Community Colleges to Develop Innovative Solutions for Hunger Relief and Student Success

February
2020

With support from the Walmart Foundation, the League for Innovation in the Community College has launched "Innovative Solutions for Hunger Relief and Student Success," a two-year project to help community colleges reduce food insecurity for students and their families in sustainable ways that foster student retention, persistence, and success.

Almost half of U.S. community college students responding to the #RealCollege survey conducted by the Hope Center for College, Community and Justice indicated that they have experienced food insecurity (Goldrick-Rab et al., 2019). Through the Walmart Foundation grant of $1,258,952, the League is working with two community colleges serving rural, economically distressed areas to develop effective, innovative models that can be adopted or adapted by community colleges and other institutions.

Dr. Rufus Glasper, President and CEO of the League, said, “We are committed to strengthening the ecosystem in which our students and community colleges live. The African proverb ‘it takes a village to raise a child’ reflects what we seek to achieve by identifying solutions for students and their families that are sustainable, scalable, and transformative.”

"Food insecurity is a major factor in not only the health and well-being of students, but also their academic success," stated Eileen Hyde, Director of Hunger and Healthy Eating for Walmart.org. "The Walmart Foundation is pleased to support the Innovative Solutions for Hunger Relief and Student Success program and the potential it has to effect change in the lives of adult learners who struggle because of the lack of access to food."
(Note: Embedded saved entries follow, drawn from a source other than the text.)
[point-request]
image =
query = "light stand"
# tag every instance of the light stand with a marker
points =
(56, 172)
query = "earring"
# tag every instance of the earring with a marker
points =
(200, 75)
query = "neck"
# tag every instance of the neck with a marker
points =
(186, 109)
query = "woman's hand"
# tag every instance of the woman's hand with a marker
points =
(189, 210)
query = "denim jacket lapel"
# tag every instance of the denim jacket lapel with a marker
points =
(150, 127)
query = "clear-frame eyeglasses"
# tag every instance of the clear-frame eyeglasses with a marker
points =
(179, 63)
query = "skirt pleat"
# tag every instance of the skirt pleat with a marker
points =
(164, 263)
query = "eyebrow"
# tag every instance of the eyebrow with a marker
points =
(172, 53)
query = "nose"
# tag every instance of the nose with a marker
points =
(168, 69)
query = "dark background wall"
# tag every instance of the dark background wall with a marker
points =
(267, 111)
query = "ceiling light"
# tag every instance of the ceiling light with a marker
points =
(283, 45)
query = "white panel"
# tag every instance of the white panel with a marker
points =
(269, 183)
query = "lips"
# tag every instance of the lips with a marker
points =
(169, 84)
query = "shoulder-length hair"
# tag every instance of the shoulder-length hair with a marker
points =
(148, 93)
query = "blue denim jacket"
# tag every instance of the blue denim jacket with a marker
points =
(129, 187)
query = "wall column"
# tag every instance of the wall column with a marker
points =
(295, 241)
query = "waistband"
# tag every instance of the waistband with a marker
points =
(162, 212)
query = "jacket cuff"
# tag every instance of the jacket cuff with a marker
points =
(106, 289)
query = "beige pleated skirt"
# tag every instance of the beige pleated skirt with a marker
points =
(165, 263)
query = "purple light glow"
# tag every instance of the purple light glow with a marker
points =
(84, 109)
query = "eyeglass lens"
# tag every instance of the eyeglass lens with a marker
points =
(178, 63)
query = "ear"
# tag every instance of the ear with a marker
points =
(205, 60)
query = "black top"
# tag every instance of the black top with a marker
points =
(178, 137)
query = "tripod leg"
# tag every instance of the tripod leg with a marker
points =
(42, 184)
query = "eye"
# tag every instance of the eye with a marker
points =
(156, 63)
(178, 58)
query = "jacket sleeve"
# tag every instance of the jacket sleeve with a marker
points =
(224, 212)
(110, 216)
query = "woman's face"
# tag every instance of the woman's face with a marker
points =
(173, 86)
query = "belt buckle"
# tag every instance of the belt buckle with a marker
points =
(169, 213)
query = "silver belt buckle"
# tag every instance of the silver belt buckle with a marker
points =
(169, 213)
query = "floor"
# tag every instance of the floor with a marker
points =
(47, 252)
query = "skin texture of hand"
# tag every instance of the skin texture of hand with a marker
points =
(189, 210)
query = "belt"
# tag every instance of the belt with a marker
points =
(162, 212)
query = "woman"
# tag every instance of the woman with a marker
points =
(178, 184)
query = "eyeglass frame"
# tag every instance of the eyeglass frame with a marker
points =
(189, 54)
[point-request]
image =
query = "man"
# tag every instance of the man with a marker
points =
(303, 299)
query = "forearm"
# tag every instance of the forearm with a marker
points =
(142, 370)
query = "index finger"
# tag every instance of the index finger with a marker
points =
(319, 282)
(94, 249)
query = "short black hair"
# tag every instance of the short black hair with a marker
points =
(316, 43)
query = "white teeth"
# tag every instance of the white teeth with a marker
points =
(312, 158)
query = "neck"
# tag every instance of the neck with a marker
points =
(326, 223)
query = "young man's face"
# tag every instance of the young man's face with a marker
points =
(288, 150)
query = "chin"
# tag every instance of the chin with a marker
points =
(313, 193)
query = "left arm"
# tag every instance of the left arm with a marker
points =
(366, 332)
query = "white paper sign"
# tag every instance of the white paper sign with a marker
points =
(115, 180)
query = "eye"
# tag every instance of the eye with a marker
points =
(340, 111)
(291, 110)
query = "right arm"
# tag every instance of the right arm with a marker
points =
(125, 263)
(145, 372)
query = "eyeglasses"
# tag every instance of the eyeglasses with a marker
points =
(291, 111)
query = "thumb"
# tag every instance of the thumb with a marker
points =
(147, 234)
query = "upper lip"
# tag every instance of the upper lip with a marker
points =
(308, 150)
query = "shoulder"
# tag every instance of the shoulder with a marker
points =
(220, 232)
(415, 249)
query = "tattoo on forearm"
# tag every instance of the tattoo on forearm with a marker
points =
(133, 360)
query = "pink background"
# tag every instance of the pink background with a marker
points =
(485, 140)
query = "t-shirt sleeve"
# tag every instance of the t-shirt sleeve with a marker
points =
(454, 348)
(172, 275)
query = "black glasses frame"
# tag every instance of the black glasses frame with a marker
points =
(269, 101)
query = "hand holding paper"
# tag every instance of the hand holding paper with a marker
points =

As part of the project, staff, students, and community members at Northeast Texas Community College and West Kentucky Community and Technical College will be trained in Innovation Engineering, a proven systems approach to innovation created by Eureka! Ranch. Eureka! Ranch will conduct the training as well as coach the colleges’ project teams as they identify and develop effective solutions through Innovation Engineering’s use of Fast Fail and Plan-Do-Study-Act processes.

Ultimately, this process looks at the food insecurity problem not in isolation, but in the context of a larger ecosystem and ways it can better support the basic needs of its population.

Dr. Anton Reece, President and CEO of West Kentucky Community and Technical College, said his college is “honored to be selected to participate in the Innovative Solutions for Hunger Relief and Student Success” project. He further notes that “the focus on hunger relief and student success is timely in higher education . . . because of the impact on our students.”

Dr. Ron Clinton, President of Northeast Texas Community College, stated that his college is “excited to begin work on achieving the grant goals,” which support “ongoing efforts at NTCC to nurture a true culture of care for our students.”

The Hope Center for College, Community and Justice, located at Temple University and directed by Dr. Sara Goldrick-Rab, is providing pre- and post-assessment of the scope of need among students and their families at the participating colleges.